Vor 50 Jahren besetzten Atomkraftgegner im badischen Wyhl einen Bauplatz – und verhinderten so ein Atomkraftwerk. Wie sie das geschafft haben.

So sehen erfolgreiche Ak­ti­vis­t*in­nen aus: Die Anti-AKW-Bewegung besetzt einen Bauplatz im badischen Wyhl am 18.02.1975 Foto: ap/picture alliance

Ein Mythos war geboren. „Wir machen es wie in Wyhl“, hieß es plötzlich überall in Deutschland, wo Atomkraftwerke geplant waren. Denn in der kleinen südbadischen Gemeinde hatten Bürger das Unvorstellbare geschafft: Sie hatten durch eine Platzbesetzung einen Baustopp erwirkt und dafür gesorgt, dass die Kraftwerkspläne für alle Zeiten in der Schublade verschwanden.

50 Jahre ist das nun her. Dabei hatte es am Anfang gar nicht so ausgesehen, als könnte das Winzerdorf am Kaiserstuhl deutsche Widerstandsgeschichte schreiben. Zwar war der Standort Wyhl seit Juli 1973 bekannt und seit August 1974 gab es die „Badisch-Elsässischen Bürgerinitaitiaven“. Und doch begann der Bau des AKW unspektakulär, was daran lag, dass die Aktion für die Bürger unerwartet kam. „Die Arbeiten wurden nicht behindert“ vermeldete am nächsten Tag die Badische Zeitung.

Doch an diesem Dienstag änderte sich alles. Unter dem Motto „Besser heute aktiv als morgen radioaktiv“ besetzte eine Gruppe den Bauplatz am Rhein. Ein paar Hundert Menschen reichten aus, um die Bauarbeiten zu stoppen. Die Bürger hatten Polizei und Baufirma schlicht übertölpelt. Letztere hieß Kernkraftwerk-Süd GmbH und war eine Tochter des Badenwerks, das später zur EnBW fusionierte. Der Slogan des Stromkonzerns – „Mehr Energie. Damit der Fleiß im Land sich lohnt“ – hatte offenkundig nicht bei allen verfangen.

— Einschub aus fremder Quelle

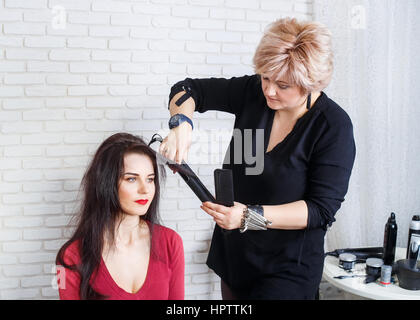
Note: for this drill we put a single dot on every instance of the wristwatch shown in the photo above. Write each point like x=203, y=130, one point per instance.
x=177, y=119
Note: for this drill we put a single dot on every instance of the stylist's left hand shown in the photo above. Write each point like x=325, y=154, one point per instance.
x=228, y=218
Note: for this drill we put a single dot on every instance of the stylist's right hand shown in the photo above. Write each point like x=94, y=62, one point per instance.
x=177, y=143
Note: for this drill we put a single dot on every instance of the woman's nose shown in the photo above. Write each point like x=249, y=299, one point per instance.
x=270, y=90
x=142, y=187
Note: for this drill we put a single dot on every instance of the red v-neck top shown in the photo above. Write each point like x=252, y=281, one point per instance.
x=164, y=278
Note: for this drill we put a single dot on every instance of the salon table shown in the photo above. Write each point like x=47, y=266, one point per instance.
x=373, y=290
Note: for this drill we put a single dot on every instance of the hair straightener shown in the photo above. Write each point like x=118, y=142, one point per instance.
x=223, y=179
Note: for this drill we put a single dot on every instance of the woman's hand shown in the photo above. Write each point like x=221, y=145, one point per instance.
x=228, y=218
x=177, y=143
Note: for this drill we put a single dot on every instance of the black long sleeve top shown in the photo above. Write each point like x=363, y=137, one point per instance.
x=313, y=163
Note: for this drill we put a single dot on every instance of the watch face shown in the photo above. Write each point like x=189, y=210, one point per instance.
x=174, y=121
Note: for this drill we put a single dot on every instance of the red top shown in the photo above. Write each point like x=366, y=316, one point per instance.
x=164, y=278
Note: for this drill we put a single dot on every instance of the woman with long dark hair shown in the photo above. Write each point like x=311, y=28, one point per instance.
x=119, y=250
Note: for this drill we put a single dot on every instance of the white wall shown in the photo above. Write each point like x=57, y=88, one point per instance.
x=63, y=91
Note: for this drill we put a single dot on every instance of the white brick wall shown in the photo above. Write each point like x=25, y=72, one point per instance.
x=62, y=91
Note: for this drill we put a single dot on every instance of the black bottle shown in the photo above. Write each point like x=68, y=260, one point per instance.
x=390, y=240
x=414, y=229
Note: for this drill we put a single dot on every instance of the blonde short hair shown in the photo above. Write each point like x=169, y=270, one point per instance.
x=296, y=52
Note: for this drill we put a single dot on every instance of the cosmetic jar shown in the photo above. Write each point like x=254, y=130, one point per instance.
x=347, y=261
x=373, y=266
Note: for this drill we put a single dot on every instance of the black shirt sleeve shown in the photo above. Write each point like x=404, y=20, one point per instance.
x=329, y=171
x=216, y=93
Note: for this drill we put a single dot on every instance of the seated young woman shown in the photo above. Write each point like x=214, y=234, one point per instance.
x=119, y=251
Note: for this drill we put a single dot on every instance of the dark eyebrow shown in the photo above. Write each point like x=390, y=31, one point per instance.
x=136, y=174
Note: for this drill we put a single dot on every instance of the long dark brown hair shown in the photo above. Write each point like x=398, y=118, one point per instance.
x=100, y=209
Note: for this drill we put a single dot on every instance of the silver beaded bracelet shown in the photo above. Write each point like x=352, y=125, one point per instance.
x=253, y=219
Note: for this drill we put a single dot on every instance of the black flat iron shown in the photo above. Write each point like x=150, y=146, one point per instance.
x=186, y=174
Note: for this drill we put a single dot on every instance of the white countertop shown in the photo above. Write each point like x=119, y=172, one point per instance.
x=371, y=290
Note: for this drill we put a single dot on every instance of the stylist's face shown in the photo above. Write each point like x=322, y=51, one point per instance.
x=281, y=95
x=137, y=185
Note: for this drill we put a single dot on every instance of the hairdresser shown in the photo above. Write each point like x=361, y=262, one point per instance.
x=270, y=244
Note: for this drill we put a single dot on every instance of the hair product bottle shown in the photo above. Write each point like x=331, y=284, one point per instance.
x=390, y=240
x=413, y=238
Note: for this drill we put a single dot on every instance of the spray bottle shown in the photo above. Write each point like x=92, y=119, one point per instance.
x=390, y=240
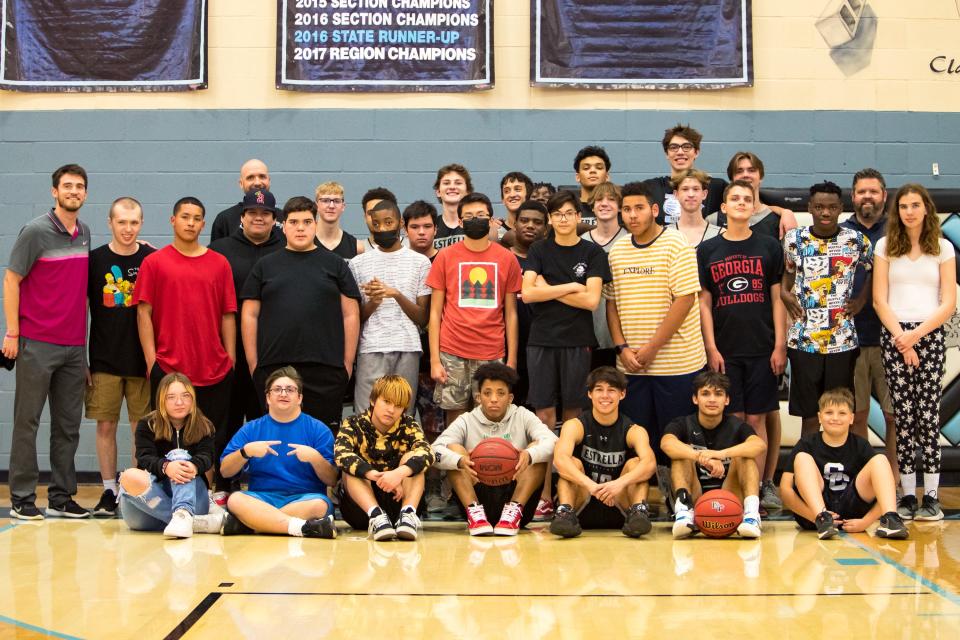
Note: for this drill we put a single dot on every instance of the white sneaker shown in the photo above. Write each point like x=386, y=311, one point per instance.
x=750, y=527
x=180, y=526
x=210, y=523
x=683, y=526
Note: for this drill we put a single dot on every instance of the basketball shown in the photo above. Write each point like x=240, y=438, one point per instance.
x=494, y=460
x=717, y=513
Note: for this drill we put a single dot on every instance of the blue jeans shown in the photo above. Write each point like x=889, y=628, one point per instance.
x=152, y=510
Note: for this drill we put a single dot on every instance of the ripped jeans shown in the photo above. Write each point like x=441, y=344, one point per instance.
x=152, y=510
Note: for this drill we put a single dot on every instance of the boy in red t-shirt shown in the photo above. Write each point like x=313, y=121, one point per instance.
x=473, y=308
x=186, y=307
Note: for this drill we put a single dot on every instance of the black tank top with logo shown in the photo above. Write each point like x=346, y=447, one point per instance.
x=603, y=449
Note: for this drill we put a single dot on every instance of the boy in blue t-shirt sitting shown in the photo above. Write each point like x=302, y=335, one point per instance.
x=289, y=458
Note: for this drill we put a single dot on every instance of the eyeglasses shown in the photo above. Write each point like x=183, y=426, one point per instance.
x=279, y=391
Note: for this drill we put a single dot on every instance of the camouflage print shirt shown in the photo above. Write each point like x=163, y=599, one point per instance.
x=360, y=448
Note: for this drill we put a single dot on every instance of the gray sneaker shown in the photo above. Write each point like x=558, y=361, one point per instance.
x=907, y=507
x=929, y=510
x=769, y=497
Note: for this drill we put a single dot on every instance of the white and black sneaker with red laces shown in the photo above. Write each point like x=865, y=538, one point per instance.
x=509, y=524
x=477, y=523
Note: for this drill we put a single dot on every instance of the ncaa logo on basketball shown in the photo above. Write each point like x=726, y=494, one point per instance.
x=737, y=284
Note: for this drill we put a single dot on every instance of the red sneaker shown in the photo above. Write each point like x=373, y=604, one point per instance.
x=509, y=524
x=544, y=512
x=477, y=523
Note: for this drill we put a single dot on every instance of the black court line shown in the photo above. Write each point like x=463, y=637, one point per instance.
x=198, y=612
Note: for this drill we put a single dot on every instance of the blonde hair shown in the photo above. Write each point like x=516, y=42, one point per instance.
x=394, y=389
x=700, y=176
x=334, y=188
x=195, y=426
x=898, y=242
x=838, y=396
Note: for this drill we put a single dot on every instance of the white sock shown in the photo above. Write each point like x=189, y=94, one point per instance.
x=909, y=483
x=931, y=483
x=295, y=527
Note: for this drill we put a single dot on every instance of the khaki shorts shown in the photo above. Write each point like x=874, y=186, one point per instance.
x=458, y=391
x=104, y=398
x=869, y=377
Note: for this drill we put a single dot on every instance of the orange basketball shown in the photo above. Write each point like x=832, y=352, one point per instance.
x=494, y=460
x=718, y=513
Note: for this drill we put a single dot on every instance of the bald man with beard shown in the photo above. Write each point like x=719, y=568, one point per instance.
x=253, y=175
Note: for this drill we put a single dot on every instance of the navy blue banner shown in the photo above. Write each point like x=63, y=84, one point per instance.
x=646, y=44
x=385, y=45
x=103, y=45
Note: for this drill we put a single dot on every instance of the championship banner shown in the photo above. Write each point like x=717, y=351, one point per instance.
x=641, y=44
x=385, y=45
x=103, y=45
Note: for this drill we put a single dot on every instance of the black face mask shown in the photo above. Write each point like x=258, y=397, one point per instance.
x=386, y=239
x=476, y=228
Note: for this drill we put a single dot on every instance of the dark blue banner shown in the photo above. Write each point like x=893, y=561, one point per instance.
x=647, y=44
x=103, y=45
x=385, y=45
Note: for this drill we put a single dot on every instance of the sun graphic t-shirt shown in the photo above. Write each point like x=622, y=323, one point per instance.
x=114, y=340
x=825, y=269
x=475, y=284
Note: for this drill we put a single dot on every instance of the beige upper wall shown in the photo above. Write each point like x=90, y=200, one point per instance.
x=792, y=67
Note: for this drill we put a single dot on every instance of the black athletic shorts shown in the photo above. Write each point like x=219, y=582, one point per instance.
x=753, y=387
x=848, y=504
x=813, y=373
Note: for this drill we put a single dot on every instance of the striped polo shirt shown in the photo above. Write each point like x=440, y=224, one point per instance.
x=53, y=292
x=646, y=280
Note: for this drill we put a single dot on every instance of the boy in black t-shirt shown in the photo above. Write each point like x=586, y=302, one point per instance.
x=605, y=462
x=562, y=280
x=117, y=365
x=740, y=273
x=834, y=479
x=713, y=451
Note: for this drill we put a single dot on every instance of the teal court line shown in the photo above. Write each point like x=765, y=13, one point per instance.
x=949, y=596
x=31, y=627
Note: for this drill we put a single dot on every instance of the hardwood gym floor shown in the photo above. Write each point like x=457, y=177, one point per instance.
x=97, y=579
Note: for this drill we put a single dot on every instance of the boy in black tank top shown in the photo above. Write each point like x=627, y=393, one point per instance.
x=605, y=462
x=711, y=450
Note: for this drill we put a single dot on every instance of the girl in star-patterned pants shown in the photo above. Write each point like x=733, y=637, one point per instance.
x=916, y=393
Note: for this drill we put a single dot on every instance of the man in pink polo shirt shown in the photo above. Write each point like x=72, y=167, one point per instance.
x=45, y=304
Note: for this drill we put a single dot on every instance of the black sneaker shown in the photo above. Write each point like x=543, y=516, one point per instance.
x=320, y=528
x=907, y=507
x=68, y=509
x=891, y=526
x=107, y=507
x=637, y=521
x=825, y=526
x=565, y=523
x=25, y=511
x=233, y=527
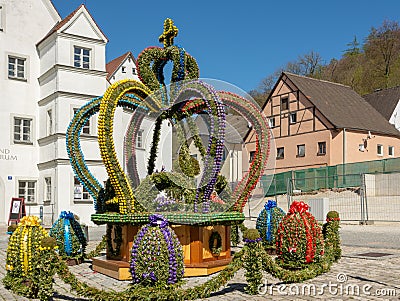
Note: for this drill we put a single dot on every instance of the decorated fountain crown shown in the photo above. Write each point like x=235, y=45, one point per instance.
x=177, y=103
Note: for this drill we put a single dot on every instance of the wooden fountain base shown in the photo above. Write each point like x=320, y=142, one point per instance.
x=198, y=259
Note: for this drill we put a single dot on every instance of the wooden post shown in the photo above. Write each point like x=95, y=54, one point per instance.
x=196, y=245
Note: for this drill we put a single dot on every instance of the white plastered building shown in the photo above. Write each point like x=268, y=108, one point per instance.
x=49, y=69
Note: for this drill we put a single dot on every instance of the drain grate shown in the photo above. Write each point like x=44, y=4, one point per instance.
x=374, y=254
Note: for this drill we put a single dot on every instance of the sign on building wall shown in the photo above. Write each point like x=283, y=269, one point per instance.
x=6, y=154
x=17, y=210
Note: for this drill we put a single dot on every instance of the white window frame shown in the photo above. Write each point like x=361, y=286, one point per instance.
x=28, y=195
x=47, y=189
x=293, y=117
x=251, y=155
x=391, y=151
x=139, y=139
x=86, y=130
x=300, y=153
x=79, y=57
x=16, y=65
x=319, y=148
x=278, y=156
x=49, y=117
x=286, y=100
x=80, y=192
x=379, y=147
x=2, y=17
x=21, y=130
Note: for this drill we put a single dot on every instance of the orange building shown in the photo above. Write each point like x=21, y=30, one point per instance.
x=318, y=123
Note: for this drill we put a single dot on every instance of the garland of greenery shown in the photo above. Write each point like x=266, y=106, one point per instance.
x=252, y=258
x=47, y=262
x=74, y=150
x=174, y=218
x=98, y=249
x=299, y=239
x=109, y=102
x=215, y=243
x=117, y=239
x=268, y=221
x=330, y=231
x=154, y=146
x=69, y=236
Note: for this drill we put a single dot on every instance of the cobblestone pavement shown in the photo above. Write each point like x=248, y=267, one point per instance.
x=352, y=278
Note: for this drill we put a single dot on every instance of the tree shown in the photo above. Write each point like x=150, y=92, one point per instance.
x=382, y=47
x=353, y=49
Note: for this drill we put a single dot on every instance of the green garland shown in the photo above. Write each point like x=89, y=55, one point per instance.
x=250, y=257
x=97, y=250
x=117, y=239
x=215, y=243
x=154, y=145
x=253, y=253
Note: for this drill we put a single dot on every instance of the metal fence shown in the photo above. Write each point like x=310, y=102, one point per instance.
x=329, y=177
x=376, y=198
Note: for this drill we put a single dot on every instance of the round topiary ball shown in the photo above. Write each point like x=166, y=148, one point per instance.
x=268, y=221
x=70, y=238
x=299, y=237
x=157, y=255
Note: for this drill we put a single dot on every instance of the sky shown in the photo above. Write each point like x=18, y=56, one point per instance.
x=240, y=42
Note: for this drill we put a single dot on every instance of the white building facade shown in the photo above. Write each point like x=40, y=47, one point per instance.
x=50, y=69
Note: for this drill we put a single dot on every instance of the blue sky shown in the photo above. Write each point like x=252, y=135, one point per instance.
x=238, y=42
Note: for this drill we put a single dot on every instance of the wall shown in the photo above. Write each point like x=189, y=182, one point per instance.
x=352, y=141
x=21, y=33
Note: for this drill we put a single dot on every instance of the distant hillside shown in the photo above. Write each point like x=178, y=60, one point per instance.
x=366, y=67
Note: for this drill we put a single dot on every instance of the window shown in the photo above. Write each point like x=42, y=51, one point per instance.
x=139, y=139
x=301, y=150
x=16, y=67
x=86, y=127
x=80, y=192
x=379, y=149
x=251, y=157
x=47, y=194
x=321, y=148
x=81, y=57
x=285, y=103
x=49, y=122
x=280, y=153
x=293, y=117
x=27, y=190
x=391, y=151
x=271, y=122
x=22, y=130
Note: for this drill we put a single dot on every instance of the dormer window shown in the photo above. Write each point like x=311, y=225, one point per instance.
x=284, y=103
x=81, y=57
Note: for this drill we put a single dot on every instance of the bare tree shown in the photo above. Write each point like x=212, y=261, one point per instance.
x=383, y=45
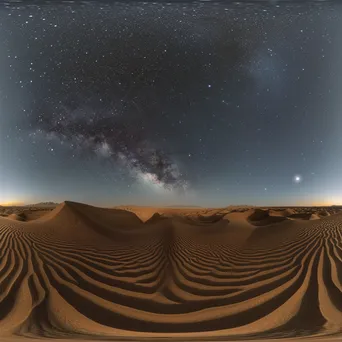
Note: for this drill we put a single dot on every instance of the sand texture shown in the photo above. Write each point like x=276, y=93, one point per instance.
x=132, y=272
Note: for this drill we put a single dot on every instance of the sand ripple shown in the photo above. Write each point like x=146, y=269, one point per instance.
x=83, y=271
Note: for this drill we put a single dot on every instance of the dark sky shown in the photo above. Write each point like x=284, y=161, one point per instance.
x=155, y=103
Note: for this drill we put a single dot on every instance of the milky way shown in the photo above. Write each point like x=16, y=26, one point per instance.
x=155, y=102
x=108, y=137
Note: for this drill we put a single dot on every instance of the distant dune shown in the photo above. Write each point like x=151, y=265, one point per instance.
x=135, y=273
x=43, y=204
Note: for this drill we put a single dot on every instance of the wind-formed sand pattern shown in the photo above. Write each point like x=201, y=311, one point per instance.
x=82, y=271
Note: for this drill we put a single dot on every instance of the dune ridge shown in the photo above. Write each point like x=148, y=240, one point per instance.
x=82, y=271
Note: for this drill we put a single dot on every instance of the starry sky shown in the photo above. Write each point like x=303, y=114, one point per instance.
x=189, y=103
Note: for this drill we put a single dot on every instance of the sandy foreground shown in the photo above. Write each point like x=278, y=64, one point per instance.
x=140, y=273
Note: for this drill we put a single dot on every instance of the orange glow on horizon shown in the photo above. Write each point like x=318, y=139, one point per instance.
x=12, y=203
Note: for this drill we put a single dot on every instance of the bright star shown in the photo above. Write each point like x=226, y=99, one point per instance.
x=297, y=178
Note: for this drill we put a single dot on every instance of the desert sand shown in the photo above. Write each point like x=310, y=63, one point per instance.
x=125, y=273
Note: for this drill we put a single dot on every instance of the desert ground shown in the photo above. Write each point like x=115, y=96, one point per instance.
x=75, y=271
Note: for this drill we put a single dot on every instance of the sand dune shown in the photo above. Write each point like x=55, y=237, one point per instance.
x=81, y=271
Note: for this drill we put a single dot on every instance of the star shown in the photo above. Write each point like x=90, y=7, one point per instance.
x=297, y=178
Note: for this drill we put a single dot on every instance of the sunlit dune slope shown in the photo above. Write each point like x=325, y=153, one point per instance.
x=82, y=271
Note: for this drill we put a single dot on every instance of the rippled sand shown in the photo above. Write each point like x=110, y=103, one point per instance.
x=91, y=273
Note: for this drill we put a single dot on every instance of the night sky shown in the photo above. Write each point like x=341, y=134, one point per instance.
x=164, y=104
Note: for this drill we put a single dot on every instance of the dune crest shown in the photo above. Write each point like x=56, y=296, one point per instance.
x=82, y=271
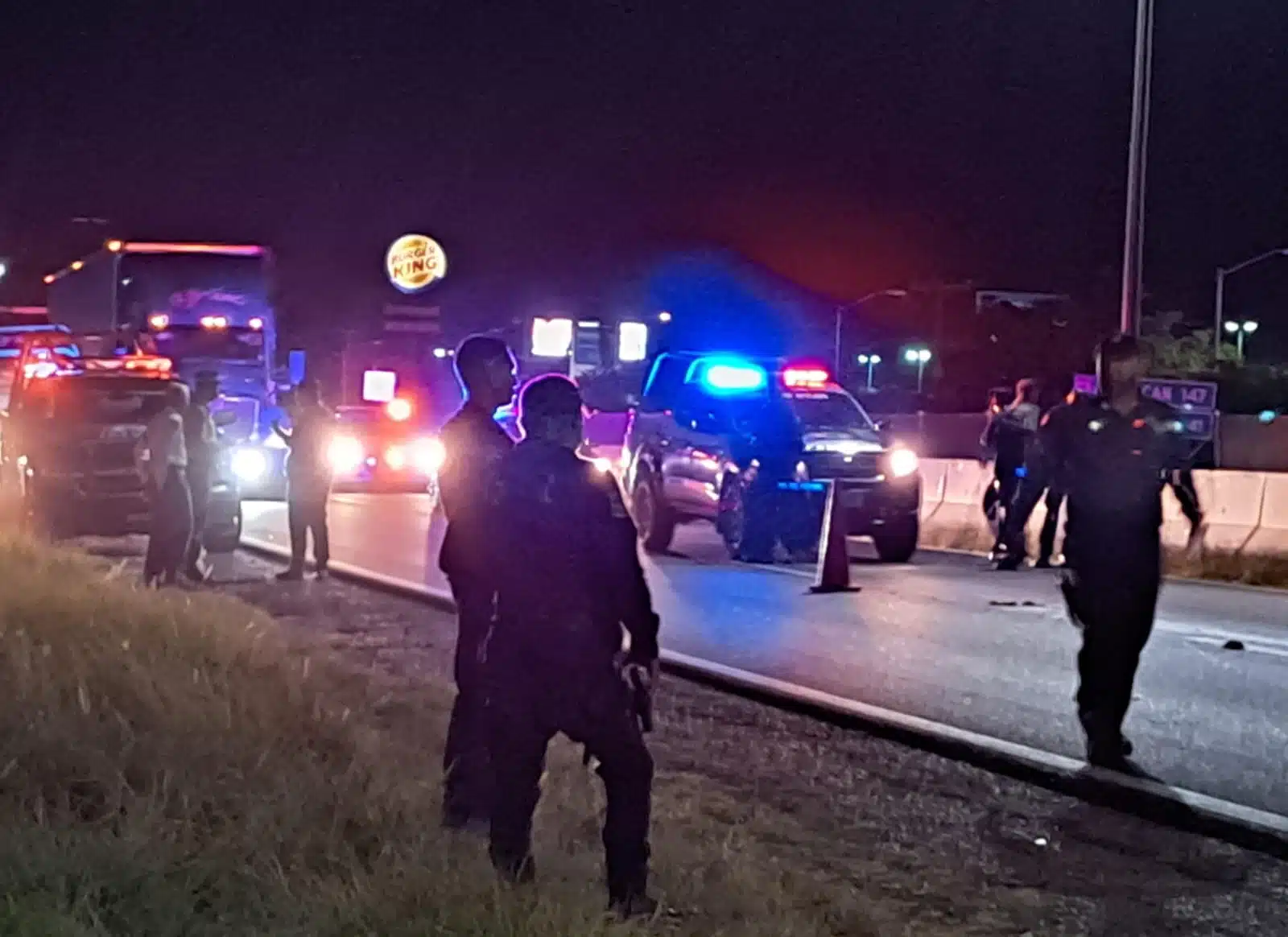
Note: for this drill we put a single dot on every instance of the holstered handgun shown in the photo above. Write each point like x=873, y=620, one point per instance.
x=642, y=698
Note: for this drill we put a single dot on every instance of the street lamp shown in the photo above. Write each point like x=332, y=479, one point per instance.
x=920, y=357
x=848, y=307
x=871, y=361
x=1221, y=273
x=1240, y=330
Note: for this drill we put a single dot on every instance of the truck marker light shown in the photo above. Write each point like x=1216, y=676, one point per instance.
x=903, y=462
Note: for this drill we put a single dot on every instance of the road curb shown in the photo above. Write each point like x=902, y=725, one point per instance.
x=1245, y=827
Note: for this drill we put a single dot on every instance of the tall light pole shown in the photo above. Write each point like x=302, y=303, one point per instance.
x=1221, y=273
x=871, y=362
x=920, y=357
x=1133, y=237
x=848, y=307
x=1240, y=330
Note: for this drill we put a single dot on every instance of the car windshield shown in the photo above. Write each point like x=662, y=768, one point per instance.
x=97, y=399
x=223, y=344
x=828, y=411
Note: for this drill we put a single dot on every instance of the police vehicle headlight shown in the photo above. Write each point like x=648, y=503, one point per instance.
x=249, y=465
x=903, y=462
x=345, y=453
x=428, y=456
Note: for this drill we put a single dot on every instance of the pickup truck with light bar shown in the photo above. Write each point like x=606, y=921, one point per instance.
x=384, y=448
x=682, y=459
x=79, y=406
x=208, y=308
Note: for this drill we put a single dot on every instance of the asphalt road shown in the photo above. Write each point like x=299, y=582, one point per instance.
x=943, y=638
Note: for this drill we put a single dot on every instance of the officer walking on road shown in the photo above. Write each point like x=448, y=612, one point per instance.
x=308, y=481
x=200, y=438
x=572, y=584
x=474, y=444
x=1008, y=438
x=1054, y=501
x=164, y=459
x=1116, y=452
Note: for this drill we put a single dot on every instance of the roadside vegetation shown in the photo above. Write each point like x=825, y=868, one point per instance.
x=169, y=765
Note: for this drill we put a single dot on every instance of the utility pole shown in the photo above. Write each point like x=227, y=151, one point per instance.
x=1135, y=228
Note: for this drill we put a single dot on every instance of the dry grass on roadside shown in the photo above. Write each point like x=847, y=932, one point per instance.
x=1216, y=565
x=167, y=766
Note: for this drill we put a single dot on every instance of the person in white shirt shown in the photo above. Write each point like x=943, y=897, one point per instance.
x=164, y=459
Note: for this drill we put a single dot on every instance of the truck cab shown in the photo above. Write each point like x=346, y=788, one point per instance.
x=691, y=451
x=208, y=308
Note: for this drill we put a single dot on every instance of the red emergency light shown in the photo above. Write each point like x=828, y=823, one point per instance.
x=805, y=378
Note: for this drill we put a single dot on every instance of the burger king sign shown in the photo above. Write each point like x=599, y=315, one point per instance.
x=414, y=262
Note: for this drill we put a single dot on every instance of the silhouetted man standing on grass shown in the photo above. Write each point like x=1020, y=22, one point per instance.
x=474, y=446
x=572, y=588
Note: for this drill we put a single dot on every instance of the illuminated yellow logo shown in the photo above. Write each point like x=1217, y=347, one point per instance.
x=414, y=262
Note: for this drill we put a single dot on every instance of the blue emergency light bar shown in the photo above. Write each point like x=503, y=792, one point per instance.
x=727, y=375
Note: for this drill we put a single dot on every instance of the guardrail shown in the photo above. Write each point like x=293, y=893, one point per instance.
x=1247, y=513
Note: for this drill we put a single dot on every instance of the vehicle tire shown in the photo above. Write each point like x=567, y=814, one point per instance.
x=654, y=520
x=225, y=542
x=897, y=542
x=732, y=526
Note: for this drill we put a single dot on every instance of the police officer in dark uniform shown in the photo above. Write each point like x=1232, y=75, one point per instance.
x=770, y=444
x=1053, y=501
x=1116, y=453
x=200, y=436
x=308, y=479
x=1008, y=436
x=572, y=584
x=474, y=444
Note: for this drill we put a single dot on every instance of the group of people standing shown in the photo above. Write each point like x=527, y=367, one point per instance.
x=541, y=558
x=177, y=456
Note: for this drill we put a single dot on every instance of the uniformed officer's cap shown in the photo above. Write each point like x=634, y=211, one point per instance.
x=177, y=395
x=547, y=399
x=476, y=353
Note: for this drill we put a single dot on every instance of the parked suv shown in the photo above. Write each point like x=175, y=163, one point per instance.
x=686, y=455
x=68, y=446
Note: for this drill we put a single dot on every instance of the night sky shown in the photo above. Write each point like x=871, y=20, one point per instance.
x=848, y=146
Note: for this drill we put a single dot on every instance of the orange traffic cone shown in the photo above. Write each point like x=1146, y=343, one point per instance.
x=834, y=555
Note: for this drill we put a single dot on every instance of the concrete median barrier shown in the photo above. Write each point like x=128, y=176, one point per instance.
x=1270, y=539
x=1247, y=513
x=934, y=479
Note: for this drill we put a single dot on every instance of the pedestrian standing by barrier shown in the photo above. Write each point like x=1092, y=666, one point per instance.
x=1054, y=500
x=573, y=584
x=1008, y=438
x=1116, y=452
x=164, y=462
x=200, y=438
x=474, y=446
x=308, y=479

Als die Atomkraftgegner das Gelände auch am Mittwoch noch besetzt hielten, entschied sich Baden-Württembergs Ministerpräsident Hans Filbinger, ehemaliges NSDAP-Mitglied, für gewaltsames Durchgreifen. Am frühen Donnerstag ließ er 600 Bereitschaftspolizisten anrücken, mit Hundestaffel und Wasserwerfern.

Hier hat die Repression den Protest gestärkt

Das heizte die Stimmung weiter an, am Sonntag darauf kamen 28.000 Menschen aus der gesamten Region auf den Bauplatz. Die Polizei musste sich zurückziehen und das Badenwerk stellte – perplex angesichts der Massen und deren friedlicher Entschlossenheit – die Bauarbeiten endgültig ein.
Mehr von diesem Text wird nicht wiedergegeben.